"It seems because Manson’s image revolved around violence and goriness, these atrocious actions and comments were all taken to be part of his stage character." In light of the recent accusations against Brian Warner (more commonly known as Marilyn Manson), Viewpoint Editor Sophia Brousset argues that media has played a role in make rhetoric surrounding women's violence look benign.
For years, Brian Warner, more commonly known by his stage name, Marilyn Manson, has personified what was seen as the “nonconformist” side of the music industry (that is if you define nonconformity as being a blatant sadist), which hinges on shock value and the shaking heads of parents everywhere. At the beginning of the month, actress Evan Rachel Wood accused him of grooming, manipulating, and abusing her throughout their relationship which began when she was just 18 and he was 36. Since then, other women have come forward corroborating her story and discussing their own experiences with Warner. The accused’s actions are immensely disturbing, having been alleged of torturing these women using starvation, sleep deprivation, death threats, lashings, rape, and tormentation.
You can call these accusations distressing, appalling, or sickening, but anyone who knows his career cannot call them shocking. The musician loudly spoke about his fantasies to smash Wood’s skull in with a sledgehammer; he told the world about cutting 158 X’s into himself after his break up with Wood; he has depicted himself killing actresses meant to resemble Wood in his music videos.
I understand that much of this violent lyricism is part of the metal genre as a whole. The rhetoric of metal artists is often not meant to be taken literally. It is supposed to symbolise a break from the norm and from the vanilla rather than directly instigate any type of real violence. However, it is certainly concerning that one of the biggest names in metal appears to have taken the lyrics literally. It seems because Manson’s image revolved around violence and goriness, these atrocious actions and comments were all taken to be part of his stage character. He was able to hide in plain sight, being completely unapologetically himself yet facing absolutely no suspicion of being a real abuser.
But enough on this vile individual. This problem reflects more significantly on the disgusting levels of normalisation of violence against women. I am not saying we live in a society in which physical abuse against women is socially acceptable; however, we see a clear desire to hurt women peeking through the cracks in subtle (that is, subtle if you do not critically reflect on them for more than thirty seconds) ways. Pushing aside the Manson case (for the love of god, the man called himself Manson and people still act as if this is a shock), off the top of my head, I can think of several examples of mainstream music which blatantly detailed abuse against women; Eminem’s “Kim” in which he disturbingly details his hatred for his-then wife and lays out his fantasy about murdering her; heck, even fun’s “We Are Young” glosses over the fact that it is a story of domestic abuse with its undeniably catchy pop feel.
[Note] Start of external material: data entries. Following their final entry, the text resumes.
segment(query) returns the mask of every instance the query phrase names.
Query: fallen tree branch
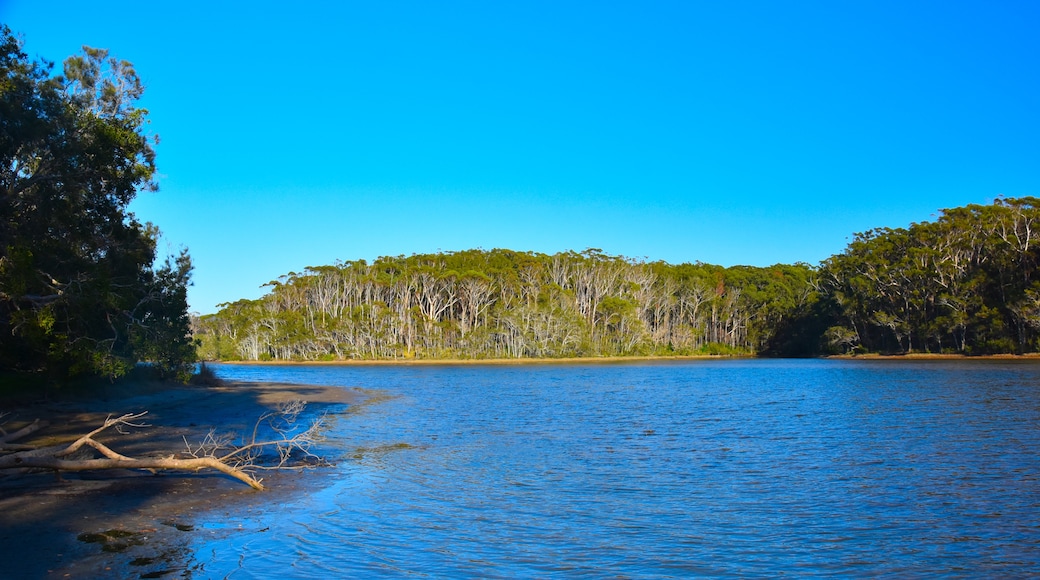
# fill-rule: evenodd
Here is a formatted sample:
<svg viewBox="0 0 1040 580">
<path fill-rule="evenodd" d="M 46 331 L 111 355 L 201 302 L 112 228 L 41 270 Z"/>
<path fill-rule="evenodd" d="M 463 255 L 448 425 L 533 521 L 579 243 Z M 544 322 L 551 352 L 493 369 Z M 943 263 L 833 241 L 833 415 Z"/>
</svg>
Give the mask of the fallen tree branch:
<svg viewBox="0 0 1040 580">
<path fill-rule="evenodd" d="M 55 471 L 92 471 L 100 469 L 176 469 L 180 471 L 201 471 L 203 469 L 215 469 L 223 474 L 229 475 L 253 489 L 264 489 L 259 479 L 231 467 L 215 457 L 193 457 L 191 459 L 176 459 L 173 457 L 133 459 L 126 457 L 112 459 L 109 457 L 101 459 L 61 459 L 53 455 L 47 456 L 25 456 L 18 454 L 0 457 L 0 469 L 13 468 L 38 468 L 53 469 Z"/>
<path fill-rule="evenodd" d="M 59 453 L 55 453 L 54 456 L 58 457 L 58 458 L 68 457 L 68 456 L 72 455 L 73 453 L 79 451 L 79 449 L 81 447 L 83 447 L 84 445 L 88 445 L 90 447 L 93 447 L 94 449 L 97 449 L 99 452 L 101 452 L 102 455 L 104 455 L 105 457 L 107 457 L 109 459 L 130 459 L 129 457 L 126 457 L 124 455 L 120 455 L 120 454 L 116 453 L 115 451 L 112 451 L 111 449 L 109 449 L 105 445 L 95 441 L 93 439 L 93 437 L 95 435 L 97 435 L 98 433 L 101 433 L 102 431 L 108 429 L 109 427 L 115 427 L 116 431 L 118 431 L 120 433 L 125 433 L 125 431 L 123 431 L 123 426 L 139 427 L 139 428 L 140 427 L 148 427 L 148 425 L 145 424 L 145 423 L 131 423 L 131 421 L 140 419 L 141 417 L 144 417 L 147 414 L 148 414 L 148 411 L 142 411 L 140 413 L 127 413 L 127 414 L 125 414 L 125 415 L 123 415 L 121 417 L 116 417 L 115 419 L 113 419 L 111 416 L 109 416 L 107 419 L 105 419 L 104 425 L 98 427 L 97 429 L 94 429 L 90 433 L 87 433 L 86 435 L 84 435 L 84 436 L 80 437 L 79 439 L 75 440 L 72 443 L 72 445 L 69 445 L 63 451 L 61 451 Z"/>
<path fill-rule="evenodd" d="M 320 415 L 310 426 L 304 430 L 298 430 L 296 420 L 303 412 L 306 403 L 303 401 L 289 401 L 278 407 L 277 410 L 262 415 L 253 426 L 250 438 L 240 443 L 233 443 L 231 435 L 217 435 L 210 431 L 198 445 L 192 446 L 185 440 L 188 454 L 192 457 L 212 457 L 218 461 L 247 469 L 255 472 L 264 469 L 288 469 L 290 459 L 295 454 L 307 458 L 310 463 L 308 467 L 327 464 L 322 458 L 311 453 L 311 447 L 323 439 L 326 428 L 325 416 Z M 260 437 L 261 427 L 266 428 L 274 434 L 273 438 L 262 439 Z M 269 450 L 278 454 L 278 461 L 273 465 L 260 463 L 261 456 Z"/>
<path fill-rule="evenodd" d="M 139 420 L 147 414 L 127 413 L 119 417 L 108 417 L 104 423 L 90 433 L 79 437 L 68 446 L 36 448 L 31 446 L 17 446 L 18 451 L 0 456 L 0 470 L 4 469 L 50 469 L 56 472 L 62 471 L 94 471 L 105 469 L 145 469 L 177 470 L 198 472 L 203 469 L 213 469 L 234 479 L 237 479 L 253 489 L 262 490 L 262 480 L 254 473 L 263 469 L 286 469 L 293 468 L 289 460 L 293 452 L 300 452 L 312 460 L 309 465 L 324 464 L 321 458 L 310 451 L 311 445 L 321 439 L 321 431 L 325 427 L 324 416 L 316 419 L 309 427 L 297 432 L 295 422 L 303 411 L 306 403 L 294 401 L 287 403 L 278 410 L 267 413 L 257 420 L 253 427 L 252 436 L 249 440 L 235 444 L 230 435 L 218 436 L 211 431 L 198 445 L 192 446 L 185 439 L 188 457 L 144 457 L 134 458 L 122 455 L 109 446 L 101 443 L 96 436 L 106 430 L 114 429 L 119 433 L 125 433 L 125 428 L 148 427 Z M 34 422 L 10 435 L 0 438 L 0 450 L 12 450 L 12 444 L 6 441 L 15 440 L 39 430 L 46 423 Z M 275 437 L 261 439 L 259 434 L 261 427 L 266 425 L 275 433 Z M 32 427 L 31 430 L 30 427 Z M 72 459 L 73 454 L 81 452 L 84 447 L 96 451 L 101 457 Z M 262 465 L 260 459 L 264 452 L 274 449 L 278 454 L 278 462 L 274 465 Z"/>
<path fill-rule="evenodd" d="M 19 445 L 11 442 L 17 441 L 19 439 L 24 439 L 25 437 L 32 435 L 33 433 L 39 431 L 40 429 L 43 429 L 44 427 L 47 427 L 48 425 L 50 425 L 50 423 L 48 423 L 47 421 L 40 421 L 39 419 L 36 419 L 32 423 L 29 423 L 28 425 L 15 431 L 14 433 L 7 433 L 6 431 L 0 429 L 0 432 L 3 433 L 3 436 L 0 437 L 0 451 L 32 449 L 32 447 L 29 445 Z"/>
</svg>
This is not a music industry-specific phenomenon; in movies, violence against women is sexualised. As The Guardian’s Noah Berlatsky puts it, “For women in media, violence is sexual, exciting, and defines them.” Think of the quarantine hit “365 Days” — the Netflix film is about an Italian gangster who kidnaps a Polish woman; she is to be his prisoner for “365 days” and if she doesn’t fall in love with him within that time, she is free to go — essentially Beauty and the Beast and 50 Shades of Grey meshed into one horrifying spectacle. The film inspired a trend on TikTok (an app used largely by teenagers) in which young girls showed off their bruises, strangulation marks, and cuts from their sexual interactions after watching the film. The film markets BDSM to its impressionable audience without any proper warning as to its dangers. On top of this, it basically tells us that a powerful man, like the Italian gangster in the film, can have whatever he wants because any woman can be coerced into wanting it.
Porn is another notable offender. A study found in the journal Violence Against Women found that around 90% of best-selling pornographic videos depicted physical aggression against women. Many would argue that porn is nothing but “fantasy”. They would claim that everyone is entitled to their own kinks as long as they are not hurting anyone. I would mostly agree — but the idea that violent porn is victimless simply ignores reality. There is a growing pool of evidence which connects intense pornographic consumption and violent crimes; further, we can clearly see the way sexual norms have changed over the past couple of decades as violent forms of sex like BDSM are becoming more normalised.
All these examples can be viewed under the idea of “cultural violence” outlined by sociologist Johan Galtung. Cultural violence can be defined as elements of culture which normalise violence both directly and structurally. We see this normalisation in the images, texts, and music that pervade a culture. The celebration of artists like Manson, the production of films like “365 Days”, and the consumption of easily-accessible violent pornography all aid in this justification of violence against women.
The fact that in the Marilyn Manson case, his disturbing music, egregious comments, and violent persona raised next to no red flags is a clear reason we should not solely recognise abuse when it is abundantly, undeniably, and unequivocally clear. As a society, we must stop dismissing the evidence when it is right in front of us; the normalisation of fictional, artistic, or pornographic depictions of violence against women has made us immune to the fact that this often manifests in violence.